As part of my initiative to get The Workaholic home before 2am, my hatred of the daily shower, and a sponsored post for Collective Bias, I’m telling you how you can always be ready to give a standing-ovation-worthy performance for your lover that won’t leave them running to grab some air freshener.
Don’t get your panties in a twist just yet.
You guys know how dirty I am. I am just clean enough to be socially acceptable and just dirty enough that my hair still looks good four days after the last time it was washed. I am the queen of the whore’s bath, and master of masking the musk. Perhaps you clean girls haven’t noticed that when you haven’t showered in a day or two (sometimes three), your man is crazy attracted to you. You haven’t slathered yourself with perfumes and scented lotions. You haven’t washed your own natural smell away with bubbly soaps, and you smell like a woman. Perhaps even a woman of the night. Rawr. Your natural musk has had time to seep out of your pores and your husband becomes excited every time you waft by him. That’s because your scent is sexy. Your pheromones are wild. And you don’t smell as badly as you think you do.
Let me tell you how I keep the puff clean without drowning myself in time management heckfire for the sake of a shower.
I’ve said it before and I’ll say it again: “I just don’t take the time to shower EVERY day.” Sometimes I miss a day here and there. Sometimes it’s TWO days *GASP!* Close your mouth and open your nose. You know you’ve been there. Unless you didn’t wipe well or have some dingleberries, you probably smell like a sexy beast to your husband and every other man you come into contact with.
Let’s just be honest. Once you’re past the whole newlysexed or newlywed stage, depending on what type of relationship you’re in, you probably throw caution to the hurricane winds and just do it whenever the need or want arises. I know once you have kids, sometimes it’s a matter of finding a few minutes to slip it in (see what I did there?), even if that means just before exploding out the door to get to a PTA meeting. I don’t know about you, but I don’t want to be smelling like I just left the bunny ranch when I’m hanging out with a bunch of stuffy moms, all of whom I’m sure have dirty little secrets of their own.

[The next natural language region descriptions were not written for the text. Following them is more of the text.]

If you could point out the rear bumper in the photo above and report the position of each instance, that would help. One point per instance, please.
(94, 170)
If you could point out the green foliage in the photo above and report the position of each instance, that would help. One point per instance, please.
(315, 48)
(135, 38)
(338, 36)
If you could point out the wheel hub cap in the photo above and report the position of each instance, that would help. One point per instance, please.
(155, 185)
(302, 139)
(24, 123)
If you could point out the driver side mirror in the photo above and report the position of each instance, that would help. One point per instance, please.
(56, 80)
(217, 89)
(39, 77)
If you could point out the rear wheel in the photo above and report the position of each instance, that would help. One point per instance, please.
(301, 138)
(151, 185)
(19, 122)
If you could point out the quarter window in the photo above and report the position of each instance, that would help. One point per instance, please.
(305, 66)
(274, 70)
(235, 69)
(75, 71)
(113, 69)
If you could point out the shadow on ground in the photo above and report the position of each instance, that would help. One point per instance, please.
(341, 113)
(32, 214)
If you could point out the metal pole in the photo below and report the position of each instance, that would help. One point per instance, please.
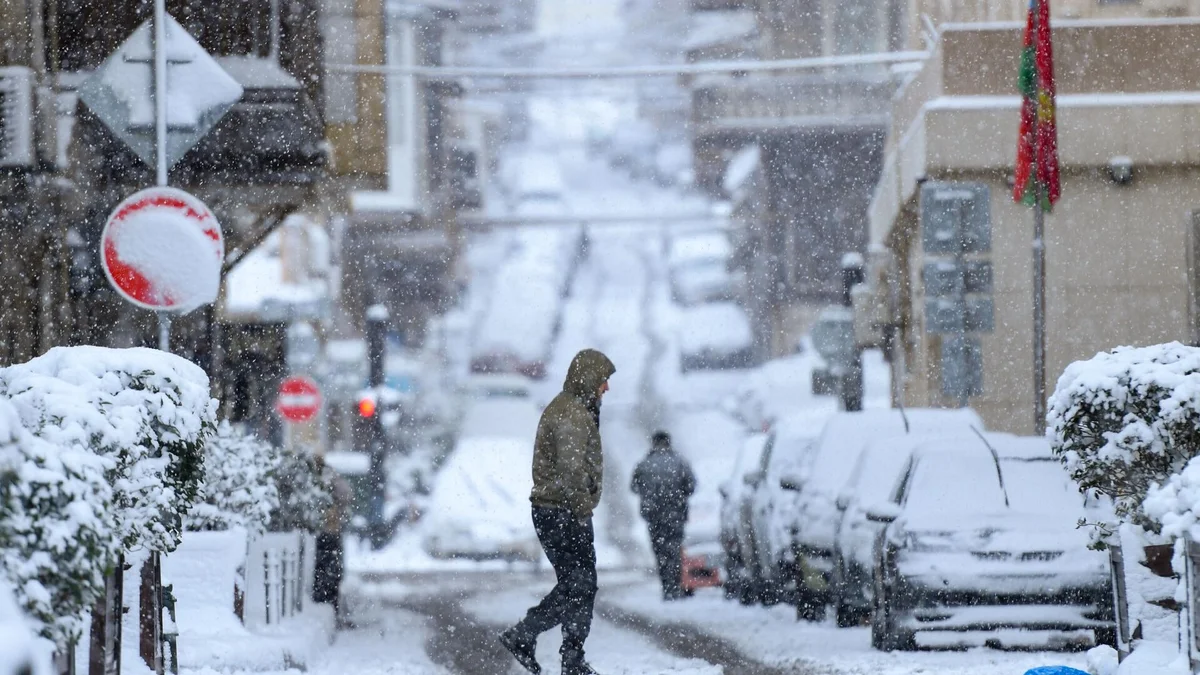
(1039, 314)
(160, 89)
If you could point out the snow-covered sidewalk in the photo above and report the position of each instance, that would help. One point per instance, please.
(774, 637)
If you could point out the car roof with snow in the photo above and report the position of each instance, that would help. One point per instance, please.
(700, 246)
(714, 324)
(505, 418)
(847, 434)
(955, 479)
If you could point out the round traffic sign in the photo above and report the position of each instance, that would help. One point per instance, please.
(299, 399)
(162, 249)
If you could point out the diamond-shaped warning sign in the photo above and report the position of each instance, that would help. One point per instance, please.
(199, 91)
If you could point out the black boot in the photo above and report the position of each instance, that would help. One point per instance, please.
(522, 647)
(574, 664)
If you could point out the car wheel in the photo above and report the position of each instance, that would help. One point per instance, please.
(1107, 637)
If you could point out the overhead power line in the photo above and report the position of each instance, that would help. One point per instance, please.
(616, 72)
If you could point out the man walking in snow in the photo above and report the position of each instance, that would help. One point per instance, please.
(568, 471)
(664, 481)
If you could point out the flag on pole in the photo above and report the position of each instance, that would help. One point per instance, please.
(1037, 144)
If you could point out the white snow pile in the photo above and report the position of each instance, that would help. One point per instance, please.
(239, 487)
(1127, 419)
(107, 447)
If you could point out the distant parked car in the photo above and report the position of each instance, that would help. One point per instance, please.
(479, 507)
(769, 537)
(873, 479)
(843, 440)
(699, 268)
(498, 387)
(978, 542)
(715, 336)
(735, 494)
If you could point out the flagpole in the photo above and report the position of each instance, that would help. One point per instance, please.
(1039, 314)
(1039, 261)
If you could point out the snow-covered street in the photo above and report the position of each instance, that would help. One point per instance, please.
(415, 614)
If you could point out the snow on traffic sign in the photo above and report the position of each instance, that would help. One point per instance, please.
(162, 250)
(199, 91)
(299, 399)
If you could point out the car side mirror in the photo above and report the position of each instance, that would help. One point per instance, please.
(843, 501)
(883, 513)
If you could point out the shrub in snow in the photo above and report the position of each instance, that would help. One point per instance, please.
(58, 527)
(19, 652)
(304, 496)
(148, 411)
(239, 483)
(1127, 419)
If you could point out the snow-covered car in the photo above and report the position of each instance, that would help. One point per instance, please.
(982, 538)
(735, 494)
(702, 282)
(843, 440)
(479, 507)
(715, 336)
(699, 268)
(873, 479)
(501, 386)
(769, 532)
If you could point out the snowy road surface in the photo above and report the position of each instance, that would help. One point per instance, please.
(418, 615)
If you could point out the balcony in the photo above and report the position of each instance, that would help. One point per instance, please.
(765, 105)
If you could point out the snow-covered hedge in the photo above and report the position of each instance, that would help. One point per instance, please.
(148, 411)
(1127, 419)
(21, 653)
(58, 527)
(239, 487)
(304, 497)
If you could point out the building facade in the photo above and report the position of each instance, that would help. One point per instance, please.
(1121, 244)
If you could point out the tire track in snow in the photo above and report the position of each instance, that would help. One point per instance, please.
(688, 641)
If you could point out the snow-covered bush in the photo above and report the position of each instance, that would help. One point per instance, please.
(21, 653)
(304, 496)
(239, 483)
(1127, 419)
(58, 527)
(147, 411)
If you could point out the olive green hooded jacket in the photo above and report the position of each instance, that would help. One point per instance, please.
(568, 463)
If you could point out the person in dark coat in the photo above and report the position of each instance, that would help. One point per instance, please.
(665, 481)
(568, 471)
(328, 559)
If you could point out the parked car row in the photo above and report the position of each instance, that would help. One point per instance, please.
(917, 521)
(714, 332)
(525, 311)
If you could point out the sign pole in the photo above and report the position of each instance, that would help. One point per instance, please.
(150, 597)
(160, 90)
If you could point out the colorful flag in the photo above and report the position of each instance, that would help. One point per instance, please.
(1037, 144)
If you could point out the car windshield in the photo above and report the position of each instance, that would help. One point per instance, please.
(947, 487)
(1042, 487)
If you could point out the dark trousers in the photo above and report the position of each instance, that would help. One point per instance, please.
(570, 547)
(666, 539)
(327, 579)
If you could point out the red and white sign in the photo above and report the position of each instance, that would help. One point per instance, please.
(162, 249)
(299, 399)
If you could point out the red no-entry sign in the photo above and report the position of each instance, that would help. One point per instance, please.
(162, 249)
(299, 399)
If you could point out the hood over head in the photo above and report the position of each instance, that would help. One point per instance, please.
(589, 369)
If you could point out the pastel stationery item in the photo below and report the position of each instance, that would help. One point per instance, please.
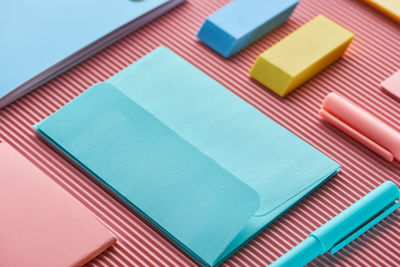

The Workaholic is most fired up when I get home from the gym. There’s something about being salt encrusted and stank that he goes gaga for. He’s pretty hungry ifyouknowwhaddimean and I’m always more than a little worried that when he gets to the buffet, he’s not gonna like the way what’s being served smells. He doesn’t want me to take a shower because he wants me all sweaty and salty, but you know, things aren’t exactly like a field of curly grass with a spring breeze blowing through it down below.
Or how about when you’re one of those nasty girls (calling myself out here) who don’t wear underwear but prefer to wear dresses? And you’re on vacation? And you just got done with some steamy vacation sex? And you don’t want special sauce running down your leg while you’re walking the boardwalk?
What do you do in cases like these?
You do what I do. You use Fresh and Sexy wipes by Playtex. You take one of those little puppies out, you wipe the puff off and out, and you get on with your day smelling as fresh as a daisy. Honestly. They take that musky after sex smell that screams, “YO! I JUST got done makin’ my man super happy!” and they mute it to a calm whisper.
No more sex and candy smell, people! It’s now like fresh and candy.
I smell Fresh and Can-dy. YyeeaaahhhhuuhhhhhhhMMmmmhhmmmmm.
Hey dudes, Fresh and Sexy wipes are for you too!
The Workaholic and I squeeze a quickie in just before he leaves for work sometimes. More often than not, it’s pants around the ankles with shoes still on kinda action, so he’s not exactly shower-ready but he doesn’t want every dog in a ten mile radius to come runnin’ either. These have been great for a quick polish of the knob and a lot less messy than a wet washrag.